Notes
sur une homélie de Maurice Zundel à Londres en 1930. Non édité.
Les fondations doivent être d’autant plus profondes que l’édifice est plus élevé.
La plénitude de la charité suppose la plénitude de l’humilité. L’une est exactement en hauteur ce que l’autre est en profondeur.
Le seul Très-Haut, Jésus-Christ, s’est mis à genoux pour laver les pieds de Judas. Il connaissait le prix d’une âme.
Et nous aussi, nous avons le monde à sauver et, dans la mesure même de notre union avec lui, à éclairer tout homme venant en ce monde. Et pas plus que lui, nous n’y réussirons par des mots. Il s’agit de donner notre vie.
On parle beaucoup de surnaturel, mais le surnaturel est un scandale pour tous ceux qui ne l’ont pas rencontré vivant dans l’être qui prétend les convaincre.

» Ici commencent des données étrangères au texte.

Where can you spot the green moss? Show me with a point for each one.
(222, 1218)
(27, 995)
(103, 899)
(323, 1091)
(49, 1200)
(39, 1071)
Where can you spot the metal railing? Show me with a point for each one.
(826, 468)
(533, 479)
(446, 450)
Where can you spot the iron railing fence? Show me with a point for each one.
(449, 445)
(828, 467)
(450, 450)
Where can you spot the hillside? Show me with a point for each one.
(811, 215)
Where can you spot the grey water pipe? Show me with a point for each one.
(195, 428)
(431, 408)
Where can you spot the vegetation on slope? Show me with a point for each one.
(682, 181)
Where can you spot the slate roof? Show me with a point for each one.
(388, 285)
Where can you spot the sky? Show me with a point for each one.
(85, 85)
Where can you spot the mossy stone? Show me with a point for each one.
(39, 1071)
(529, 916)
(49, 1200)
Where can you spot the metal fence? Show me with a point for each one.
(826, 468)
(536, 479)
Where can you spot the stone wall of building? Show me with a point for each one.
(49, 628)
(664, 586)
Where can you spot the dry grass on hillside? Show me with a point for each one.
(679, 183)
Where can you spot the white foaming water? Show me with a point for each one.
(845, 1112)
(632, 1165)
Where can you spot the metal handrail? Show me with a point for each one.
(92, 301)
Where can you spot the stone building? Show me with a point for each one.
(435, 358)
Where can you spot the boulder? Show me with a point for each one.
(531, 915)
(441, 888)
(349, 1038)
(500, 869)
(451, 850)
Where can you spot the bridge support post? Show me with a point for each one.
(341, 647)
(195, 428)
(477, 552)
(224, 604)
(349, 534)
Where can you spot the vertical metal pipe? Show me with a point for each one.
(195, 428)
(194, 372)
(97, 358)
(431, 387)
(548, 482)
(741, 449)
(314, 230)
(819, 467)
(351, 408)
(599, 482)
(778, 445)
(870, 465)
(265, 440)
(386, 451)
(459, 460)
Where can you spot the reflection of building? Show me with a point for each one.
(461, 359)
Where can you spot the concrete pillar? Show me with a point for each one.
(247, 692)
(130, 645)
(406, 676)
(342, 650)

« Montrez-nous le Père, et cela nous suffit. » (Jn.14/8) C’est cela qu’il faut, faute de quoi le monde périra. Si le surnaturel n’est pas pour nous la réalité, comment le serait-il pour ceux qui n’en ont jamais entendu parler ?
Mais qu’est-ce que le surnaturel, sinon le mystère de la vie divine devenu le mystère de notre vie. Et comment mieux le mettre à la portée des autres, qu’en les traitant comme les ayants droit de cette vie, avec le respect indicible qui domine toutes nos relations avec Dieu.
Non, un respect de convention, habillé de formules et composé d’attitudes, mais un respect qui est proprement un acte de foi, et un acte de charité à l’égard de tous, et à propos de tout.
La question n’est pas de savoir ce que nous recevons des autres et les égards qu’ils ont pour nous : la question est de savoir comment nous les sauverons, ce que nous ferons pour qu’aucune des valeurs qui sont en eux ne se perde, et pour qu’ils deviennent des Saints.
Et nous verrons alors, plus clairement, le devoir que nous avons de nous sanctifier, et que pour rendre témoignage à Jésus, dans nos rencontres avec nos frères, il faut qu’il soit sans cesse notre suprême raison de penser, d’agir et d’aimer.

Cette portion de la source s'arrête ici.